The local election results, like those of July 2024, do not reflect the government’s popularity. They stem from deep public disillusionment with an electoral system in which, as many say, “you vote but you don’t elect”, as well as from calls for abstention by the Machado wing of the opposition and the much weakened Unitary Platform coalition. Over 70 per cent of the electorate stayed at home on Sunday, allowing the government to take even an historic opposition stronghold like the western city of Maracaibo. Fear also plays an important role: over the past year the government has stepped up repression, jailing moderate opposition figures, academics, journalists and even relatives of activists.

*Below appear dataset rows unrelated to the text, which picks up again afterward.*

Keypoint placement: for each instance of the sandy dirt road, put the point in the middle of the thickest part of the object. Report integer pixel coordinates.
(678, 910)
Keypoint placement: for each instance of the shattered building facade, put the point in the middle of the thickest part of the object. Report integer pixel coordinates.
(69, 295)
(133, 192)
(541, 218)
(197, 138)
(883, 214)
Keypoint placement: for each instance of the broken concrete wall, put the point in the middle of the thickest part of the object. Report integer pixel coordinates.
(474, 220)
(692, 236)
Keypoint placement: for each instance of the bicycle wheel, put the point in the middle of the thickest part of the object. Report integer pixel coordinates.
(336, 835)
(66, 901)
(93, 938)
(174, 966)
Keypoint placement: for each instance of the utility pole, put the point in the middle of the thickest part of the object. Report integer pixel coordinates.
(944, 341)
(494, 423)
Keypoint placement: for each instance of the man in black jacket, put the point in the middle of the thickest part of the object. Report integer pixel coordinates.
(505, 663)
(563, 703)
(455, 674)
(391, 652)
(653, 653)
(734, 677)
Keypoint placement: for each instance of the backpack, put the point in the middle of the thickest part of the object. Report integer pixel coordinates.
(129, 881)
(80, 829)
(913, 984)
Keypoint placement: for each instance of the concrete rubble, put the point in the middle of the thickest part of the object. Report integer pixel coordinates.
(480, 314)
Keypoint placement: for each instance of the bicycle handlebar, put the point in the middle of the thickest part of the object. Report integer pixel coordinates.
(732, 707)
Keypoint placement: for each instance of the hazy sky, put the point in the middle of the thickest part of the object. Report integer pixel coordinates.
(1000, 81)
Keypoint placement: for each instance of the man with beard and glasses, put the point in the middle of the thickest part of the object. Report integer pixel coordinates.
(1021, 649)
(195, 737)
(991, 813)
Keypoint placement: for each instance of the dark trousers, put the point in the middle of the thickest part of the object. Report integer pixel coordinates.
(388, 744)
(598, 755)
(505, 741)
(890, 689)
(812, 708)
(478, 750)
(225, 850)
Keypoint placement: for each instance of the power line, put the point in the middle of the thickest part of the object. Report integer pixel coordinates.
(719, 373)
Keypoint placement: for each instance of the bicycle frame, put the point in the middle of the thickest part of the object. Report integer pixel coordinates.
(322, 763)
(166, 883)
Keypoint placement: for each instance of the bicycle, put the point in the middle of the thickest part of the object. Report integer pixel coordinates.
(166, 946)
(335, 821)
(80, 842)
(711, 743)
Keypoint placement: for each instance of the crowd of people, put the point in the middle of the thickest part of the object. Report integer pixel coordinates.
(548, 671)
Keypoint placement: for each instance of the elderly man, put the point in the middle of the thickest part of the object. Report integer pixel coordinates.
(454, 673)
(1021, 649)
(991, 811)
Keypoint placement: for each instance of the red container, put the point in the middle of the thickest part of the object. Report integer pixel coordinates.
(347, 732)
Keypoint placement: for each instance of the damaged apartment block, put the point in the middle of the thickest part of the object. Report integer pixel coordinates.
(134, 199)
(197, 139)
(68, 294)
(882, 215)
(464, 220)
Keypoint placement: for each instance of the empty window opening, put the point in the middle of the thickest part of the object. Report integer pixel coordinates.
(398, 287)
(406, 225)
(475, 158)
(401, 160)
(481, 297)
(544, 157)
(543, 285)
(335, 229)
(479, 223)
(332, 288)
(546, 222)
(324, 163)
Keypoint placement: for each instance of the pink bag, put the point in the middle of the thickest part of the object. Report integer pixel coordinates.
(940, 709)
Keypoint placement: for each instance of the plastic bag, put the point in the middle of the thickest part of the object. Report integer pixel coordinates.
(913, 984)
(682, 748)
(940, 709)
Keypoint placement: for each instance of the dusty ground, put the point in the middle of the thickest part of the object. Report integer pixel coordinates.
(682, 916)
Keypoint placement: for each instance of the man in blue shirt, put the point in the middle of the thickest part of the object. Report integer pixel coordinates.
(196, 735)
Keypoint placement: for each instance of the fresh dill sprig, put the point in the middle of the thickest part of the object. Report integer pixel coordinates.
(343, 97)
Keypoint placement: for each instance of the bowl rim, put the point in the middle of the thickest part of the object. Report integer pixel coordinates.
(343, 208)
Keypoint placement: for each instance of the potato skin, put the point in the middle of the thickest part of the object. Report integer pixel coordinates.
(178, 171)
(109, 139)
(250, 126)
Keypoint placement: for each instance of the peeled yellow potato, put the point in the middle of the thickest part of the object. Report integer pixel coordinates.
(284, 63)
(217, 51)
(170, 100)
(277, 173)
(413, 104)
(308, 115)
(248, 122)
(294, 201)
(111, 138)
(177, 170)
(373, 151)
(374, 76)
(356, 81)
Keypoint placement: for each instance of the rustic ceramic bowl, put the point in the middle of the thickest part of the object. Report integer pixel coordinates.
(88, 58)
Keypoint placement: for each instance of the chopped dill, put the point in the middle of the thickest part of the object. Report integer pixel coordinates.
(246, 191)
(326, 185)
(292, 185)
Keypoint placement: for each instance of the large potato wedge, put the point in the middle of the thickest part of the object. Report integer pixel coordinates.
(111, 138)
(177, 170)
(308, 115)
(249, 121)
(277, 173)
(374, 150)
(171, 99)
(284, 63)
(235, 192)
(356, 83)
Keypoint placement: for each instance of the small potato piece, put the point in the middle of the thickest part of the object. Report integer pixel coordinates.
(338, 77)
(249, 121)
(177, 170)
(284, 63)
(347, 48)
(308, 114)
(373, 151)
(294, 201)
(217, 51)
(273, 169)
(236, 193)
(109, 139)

Once able to mount demonstrations involving hundreds of thousands of protesters, anti-Maduro forces now admit that even small-scale political meetings require strict security. Human rights organisations, themselves under severe government pressure, put the number of political prisoners at over 850, around 50 of whom are being held at unknown locations. Forced disappearances, denial of due process and routine torture, along with a raft of laws that virtually outlaw dissent, have had a chilling effect on opposition activism. Opposition politicians who insist on participating in what they acknowledge are not fair elections find themselves tarred by the hardliners as collaborators.

Machado’s barely veiled calls for the military to overthrow Maduro appear to fall on deaf ears. And while the Trump administration insists it does not recognise him as the legitimate president, it negotiates with him over the heads of the opposition. The new Chevron licence, which will mitigate but not reverse Venezuela’s economic collapse, appears to be a quid pro quo for the recent release of remaining U.S. prisoners held in the country. The subsequent designation of Venezuela’s so-called “Cartel of the Suns” (not a cartel but shorthand for military involvement in drug trafficking) as a “terrorist organisation” headed by Maduro himself may mollify some in the opposition. But “regime change”, as Trump’s special envoy for Venezuela Richard Grenell made clear months ago, is – at least for now – not on the U.S. agenda. Maduro may have lost last year’s election, but one year on he is still the one uncorking the champagne.